Imagine how different state politics, not to mention Gov. Corbett's polling numbers, would look if, in 2011, the Legislature did transportation funding, in 2012 did some liquor privatization, and today was finishing up controlling pension costs, an insatiable fiscal Pac-Man eating tax dollars at a perilous pace.

Under my rule, leaders tell interest groups and lobbyists, yes, we know your issue is important, but if you want us to address it you need to get on board and push, plead and (of course) donate to make sure this year's thing gets done.

And for lawmakers unhappy with doing the one thing, getting it done is the only shot they have to get to things they want done.

I think this is a path to progress in the state.

I say this now for two reasons.

First, Senate Republican Leader Dominic Pileggi just last week told reporters, "Getting the budget done is going to be more difficult than I think we believed it would be in February."

The budget is due the end of June.

Do you know why doing the only thing they're annually required to do, the thing a Republican governor proposed to a Republican House and a Republican Senate, is now "more difficult"?

It's because they're also trying to get three other things done - the aforementioned trio of bristly issues.

Second, our Legislature is built to bungle.

Think about it. The nation's largest full-time Legislature routinely spits out something like 5,000 bills each two-year session.

These bills are followed by hearings, which are followed by debates, amendments, delays, missed deadlines and breaks.

Both House and Senate, for example, are gone now until June 3.

I assume it's because Memorial Day is coming, and since most of us get one day off, they feel they deserve two weeks off.

Under "The One-Thing Rule," they could have it. And more.

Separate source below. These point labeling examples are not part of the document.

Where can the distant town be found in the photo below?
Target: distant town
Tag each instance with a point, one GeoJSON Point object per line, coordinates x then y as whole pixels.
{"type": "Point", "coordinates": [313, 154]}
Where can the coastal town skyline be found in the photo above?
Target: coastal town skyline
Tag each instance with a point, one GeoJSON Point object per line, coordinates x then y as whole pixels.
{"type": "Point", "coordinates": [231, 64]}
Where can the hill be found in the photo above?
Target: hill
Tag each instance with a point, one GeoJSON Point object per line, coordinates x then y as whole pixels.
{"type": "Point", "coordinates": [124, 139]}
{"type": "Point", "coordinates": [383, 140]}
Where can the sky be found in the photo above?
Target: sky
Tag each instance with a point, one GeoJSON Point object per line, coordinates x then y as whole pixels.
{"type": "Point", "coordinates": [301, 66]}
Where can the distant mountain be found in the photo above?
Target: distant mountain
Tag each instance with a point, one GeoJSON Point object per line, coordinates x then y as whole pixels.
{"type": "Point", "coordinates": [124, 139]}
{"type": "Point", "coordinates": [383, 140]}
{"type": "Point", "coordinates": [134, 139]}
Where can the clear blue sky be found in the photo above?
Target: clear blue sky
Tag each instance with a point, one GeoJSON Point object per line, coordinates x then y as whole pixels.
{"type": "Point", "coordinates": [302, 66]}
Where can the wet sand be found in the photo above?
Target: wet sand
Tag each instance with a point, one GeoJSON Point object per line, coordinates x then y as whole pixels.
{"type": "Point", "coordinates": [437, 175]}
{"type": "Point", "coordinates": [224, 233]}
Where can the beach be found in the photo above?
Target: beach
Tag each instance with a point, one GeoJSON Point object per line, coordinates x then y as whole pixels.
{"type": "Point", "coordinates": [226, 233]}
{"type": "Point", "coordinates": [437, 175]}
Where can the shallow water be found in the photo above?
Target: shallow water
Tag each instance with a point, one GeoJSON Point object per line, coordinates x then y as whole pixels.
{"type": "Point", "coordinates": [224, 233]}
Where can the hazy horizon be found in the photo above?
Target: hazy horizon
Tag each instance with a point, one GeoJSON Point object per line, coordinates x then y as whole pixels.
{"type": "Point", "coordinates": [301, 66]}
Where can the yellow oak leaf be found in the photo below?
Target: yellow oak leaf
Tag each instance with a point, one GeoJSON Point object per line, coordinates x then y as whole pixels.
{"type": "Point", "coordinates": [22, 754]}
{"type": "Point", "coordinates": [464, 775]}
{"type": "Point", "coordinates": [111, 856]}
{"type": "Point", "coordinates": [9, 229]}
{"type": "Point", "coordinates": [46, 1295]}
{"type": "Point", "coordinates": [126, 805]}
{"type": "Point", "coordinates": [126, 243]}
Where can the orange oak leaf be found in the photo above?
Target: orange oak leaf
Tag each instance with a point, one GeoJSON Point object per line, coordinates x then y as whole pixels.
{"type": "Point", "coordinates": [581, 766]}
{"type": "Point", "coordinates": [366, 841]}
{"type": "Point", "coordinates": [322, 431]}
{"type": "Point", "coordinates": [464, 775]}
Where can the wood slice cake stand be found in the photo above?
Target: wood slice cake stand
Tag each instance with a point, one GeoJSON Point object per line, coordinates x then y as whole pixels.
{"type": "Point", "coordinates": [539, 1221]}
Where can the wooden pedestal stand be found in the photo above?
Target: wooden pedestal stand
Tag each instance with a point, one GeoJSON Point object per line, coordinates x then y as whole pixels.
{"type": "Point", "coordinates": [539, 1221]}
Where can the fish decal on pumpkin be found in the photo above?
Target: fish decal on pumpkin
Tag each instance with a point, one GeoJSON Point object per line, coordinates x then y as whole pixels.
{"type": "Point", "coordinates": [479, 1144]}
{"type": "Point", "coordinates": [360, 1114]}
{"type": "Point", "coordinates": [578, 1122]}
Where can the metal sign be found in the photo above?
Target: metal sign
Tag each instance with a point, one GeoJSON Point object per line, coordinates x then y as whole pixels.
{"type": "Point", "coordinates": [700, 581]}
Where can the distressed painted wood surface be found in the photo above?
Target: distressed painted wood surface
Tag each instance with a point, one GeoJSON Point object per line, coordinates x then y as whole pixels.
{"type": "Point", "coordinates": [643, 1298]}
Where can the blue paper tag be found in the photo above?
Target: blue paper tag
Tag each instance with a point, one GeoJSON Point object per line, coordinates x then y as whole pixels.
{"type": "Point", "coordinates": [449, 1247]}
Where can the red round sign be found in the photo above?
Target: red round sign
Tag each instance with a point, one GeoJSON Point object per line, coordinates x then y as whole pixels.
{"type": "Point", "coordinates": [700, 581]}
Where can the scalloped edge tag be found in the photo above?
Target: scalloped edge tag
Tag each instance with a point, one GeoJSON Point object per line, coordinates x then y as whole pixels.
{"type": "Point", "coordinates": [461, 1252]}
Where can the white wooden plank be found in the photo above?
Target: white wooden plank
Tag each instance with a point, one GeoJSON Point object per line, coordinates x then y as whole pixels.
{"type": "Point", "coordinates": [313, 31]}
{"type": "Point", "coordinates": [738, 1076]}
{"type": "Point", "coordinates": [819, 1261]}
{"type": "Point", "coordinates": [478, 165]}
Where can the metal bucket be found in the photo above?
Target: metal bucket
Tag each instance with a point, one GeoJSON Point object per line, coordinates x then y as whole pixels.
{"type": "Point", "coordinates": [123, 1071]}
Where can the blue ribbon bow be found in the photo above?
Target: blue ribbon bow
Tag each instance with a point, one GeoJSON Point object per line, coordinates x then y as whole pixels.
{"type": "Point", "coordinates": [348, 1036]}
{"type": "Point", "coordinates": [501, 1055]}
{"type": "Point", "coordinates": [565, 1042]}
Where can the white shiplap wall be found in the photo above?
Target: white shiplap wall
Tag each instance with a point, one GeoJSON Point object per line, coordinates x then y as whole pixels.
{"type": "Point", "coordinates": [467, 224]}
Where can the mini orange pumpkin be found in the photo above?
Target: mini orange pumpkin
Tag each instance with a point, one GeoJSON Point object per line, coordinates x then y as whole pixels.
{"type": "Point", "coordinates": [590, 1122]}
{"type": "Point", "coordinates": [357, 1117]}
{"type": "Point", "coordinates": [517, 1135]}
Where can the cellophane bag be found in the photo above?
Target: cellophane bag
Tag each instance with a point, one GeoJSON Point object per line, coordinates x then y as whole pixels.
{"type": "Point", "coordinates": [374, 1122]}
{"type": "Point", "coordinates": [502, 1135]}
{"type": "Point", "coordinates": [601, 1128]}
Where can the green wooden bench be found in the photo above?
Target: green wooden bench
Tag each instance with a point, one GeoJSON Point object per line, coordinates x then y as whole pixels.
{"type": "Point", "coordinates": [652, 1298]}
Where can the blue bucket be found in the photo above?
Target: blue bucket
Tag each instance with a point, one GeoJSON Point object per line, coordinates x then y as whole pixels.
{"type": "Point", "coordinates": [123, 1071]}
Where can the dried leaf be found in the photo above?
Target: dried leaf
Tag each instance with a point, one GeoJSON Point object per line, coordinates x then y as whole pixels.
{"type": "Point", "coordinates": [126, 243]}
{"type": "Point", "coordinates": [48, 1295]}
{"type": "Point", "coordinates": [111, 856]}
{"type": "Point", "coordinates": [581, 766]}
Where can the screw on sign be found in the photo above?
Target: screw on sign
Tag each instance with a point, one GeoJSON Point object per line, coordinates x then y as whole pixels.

There's no reason to be in the Capitol once they get their one thing done.

And I have an addendum to my rule.

It would provide for a statewide referendum every five years in which voters select the one thing that the Legislature must do within the following two years.

For example, reduce the size of the Legislature, an idea I've long admired and a way to save some of the annual $300 million cost of the Legislature.

Other states, large and small, have cut their lawmakers: Illinois back in 1980; Rhode Island in 2002.

And there's a bill to do so here. There always is. But even House Speaker Sam Smith couldn't move such a bill despite the fact that Governing Magazine, in a 2011 piece on efforts to change legislatures, wrote, "Of all the proposals now on the table, Pennsylvania's may have the most traction."

It didn't. And doesn't. And won't. Until we adopt "The One-Thing Rule." And also give voters an occasional shot at picking that one thing.